Blue Ridge is a census-designated place (CDP) in southern Botetourt County, Virginia, United States. The population was 3,185 at the 2020 census. The CDP is located along U.S. Route 460. It is part of the Roanoke metropolitan area.

==Geography==
According to the United States Census Bureau, the CDP has a total area of 6.088 square miles (15.77 km²).

==Demographics==

Historical population
| Census | Pop. | Note | %± |
| 2000 | 3,188 |  | — |
| 2010 | 3,084 |  | −3.3% |
| 2020 | 3,185 |  | 3.3% |
Source: U.S. Census Bureau

===2020 census===
As of the 2020 census, Blue Ridge had a population of 3,185. The median age was 48.4 years. 21.0% of residents were under the age of 18 and 21.5% of residents were 65 years of age or older. For every 100 females there were 96.2 males, and for every 100 females age 18 and over there were 91.8 males age 18 and over.

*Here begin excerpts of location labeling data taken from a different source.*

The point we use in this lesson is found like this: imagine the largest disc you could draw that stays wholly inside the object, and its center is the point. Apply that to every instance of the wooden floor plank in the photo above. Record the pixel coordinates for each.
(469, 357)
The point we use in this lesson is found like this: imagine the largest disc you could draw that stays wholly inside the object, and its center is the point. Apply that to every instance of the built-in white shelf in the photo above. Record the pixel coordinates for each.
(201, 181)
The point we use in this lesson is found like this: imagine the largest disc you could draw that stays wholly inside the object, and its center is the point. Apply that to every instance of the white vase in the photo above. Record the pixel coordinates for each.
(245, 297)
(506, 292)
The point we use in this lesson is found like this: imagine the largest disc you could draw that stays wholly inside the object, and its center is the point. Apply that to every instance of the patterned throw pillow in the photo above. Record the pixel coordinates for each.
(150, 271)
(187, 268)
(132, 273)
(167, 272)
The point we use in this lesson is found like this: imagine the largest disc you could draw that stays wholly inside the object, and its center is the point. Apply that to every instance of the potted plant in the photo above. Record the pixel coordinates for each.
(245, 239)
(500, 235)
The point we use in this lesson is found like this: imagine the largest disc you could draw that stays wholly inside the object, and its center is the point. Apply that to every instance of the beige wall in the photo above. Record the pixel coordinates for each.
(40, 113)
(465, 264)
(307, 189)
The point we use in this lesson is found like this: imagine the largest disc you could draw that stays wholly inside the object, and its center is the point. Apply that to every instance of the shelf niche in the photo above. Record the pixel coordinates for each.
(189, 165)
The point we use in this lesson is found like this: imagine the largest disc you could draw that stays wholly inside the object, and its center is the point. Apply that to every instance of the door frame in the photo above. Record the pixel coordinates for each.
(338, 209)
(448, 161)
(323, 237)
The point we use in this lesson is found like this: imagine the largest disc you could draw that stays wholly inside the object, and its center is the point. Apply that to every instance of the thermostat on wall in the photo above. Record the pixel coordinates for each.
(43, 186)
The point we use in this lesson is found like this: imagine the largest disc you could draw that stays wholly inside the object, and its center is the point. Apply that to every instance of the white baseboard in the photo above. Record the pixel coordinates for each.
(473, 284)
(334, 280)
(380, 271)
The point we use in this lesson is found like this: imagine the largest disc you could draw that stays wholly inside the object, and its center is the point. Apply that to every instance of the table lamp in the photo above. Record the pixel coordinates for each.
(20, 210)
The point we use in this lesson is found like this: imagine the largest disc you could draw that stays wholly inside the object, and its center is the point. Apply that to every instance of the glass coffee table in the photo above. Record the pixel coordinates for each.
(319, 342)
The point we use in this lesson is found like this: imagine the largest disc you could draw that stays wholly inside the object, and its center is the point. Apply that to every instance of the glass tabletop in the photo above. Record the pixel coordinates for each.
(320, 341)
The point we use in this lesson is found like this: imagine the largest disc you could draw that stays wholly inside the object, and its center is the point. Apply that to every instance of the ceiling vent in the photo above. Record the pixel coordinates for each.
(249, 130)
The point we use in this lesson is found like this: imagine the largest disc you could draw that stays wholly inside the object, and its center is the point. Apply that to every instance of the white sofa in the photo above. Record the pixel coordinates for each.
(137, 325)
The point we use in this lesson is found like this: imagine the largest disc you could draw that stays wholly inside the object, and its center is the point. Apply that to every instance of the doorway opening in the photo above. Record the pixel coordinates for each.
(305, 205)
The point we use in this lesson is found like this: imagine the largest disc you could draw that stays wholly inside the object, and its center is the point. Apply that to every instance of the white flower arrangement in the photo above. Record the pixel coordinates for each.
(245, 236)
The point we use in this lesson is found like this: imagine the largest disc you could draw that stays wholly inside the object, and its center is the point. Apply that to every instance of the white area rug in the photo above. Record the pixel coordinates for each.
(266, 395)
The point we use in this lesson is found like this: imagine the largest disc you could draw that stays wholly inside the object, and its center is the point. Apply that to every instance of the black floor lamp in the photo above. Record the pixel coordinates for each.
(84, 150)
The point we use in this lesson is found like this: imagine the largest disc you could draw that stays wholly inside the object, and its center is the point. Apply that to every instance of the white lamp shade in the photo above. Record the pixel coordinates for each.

75.2% of residents lived in urban areas, while 24.8% lived in rural areas.

There were 1,232 households in Blue Ridge, of which 30.0% had children under the age of 18 living in them. Of all households, 62.4% were married-couple households, 11.6% were households with a male householder and no spouse or partner present, and 20.6% were households with a female householder and no spouse or partner present. About 20.3% of all households were made up of individuals and 9.6% had someone living alone who was 65 years of age or older.

There were 1,318 housing units, of which 6.5% were vacant. The homeowner vacancy rate was 0.7% and the rental vacancy rate was 6.9%.

Racial composition as of the 2020 census
| Race | Number | Percent |
|---|---|---|
| White | 2,929 | 92.0% |
| Black or African American | 93 | 2.9% |
| American Indian and Alaska Native | 3 | 0.1% |
| Asian | 17 | 0.5% |
| Native Hawaiian and Other Pacific Islander | 0 | 0.0% |
| Some other race | 15 | 0.5% |
| Two or more races | 128 | 4.0% |
| Hispanic or Latino (of any race) | 56 | 1.8% |

===Income and poverty===
The 2020 American Community Survey 5-Year Estimates found that median income for a household in the CDP was $78,536, and the median income for a family was $86,714. 3.1% of the population were living below the poverty line, including 1.8% of those under 18 and 4.6% of those 65 and older.

===2010 census===
As of the census of 2010, there were 3,084 people residing in the CDP. There were 1,269 housing units. The racial makeup of the CDP was 95.8% White, 2.6% African American, 0.2% Native American, 0.4% Asian, 0.0% Pacific Islander, 0.2% from other races, and 0.9% from two or more races. Hispanic or Latino of any race were 0.8% of the population.

===2000 census===
As of the census of 2000, there were 3,188 people, 1,181 households, and 968 families residing in the CDP. The population density was 504.1 people per square mile (194.8/km²). There were 1,219 housing units at an average density of 192.8/sq mi (74.5/km²). The racial makeup of the CDP was 95.33% White, 2.85% African American, 0.22% Native American, 0.50% Asian, 0.06% from other race, and 1.04% from two or more races. Hispanic or Latino of any race were 0.53% of the population.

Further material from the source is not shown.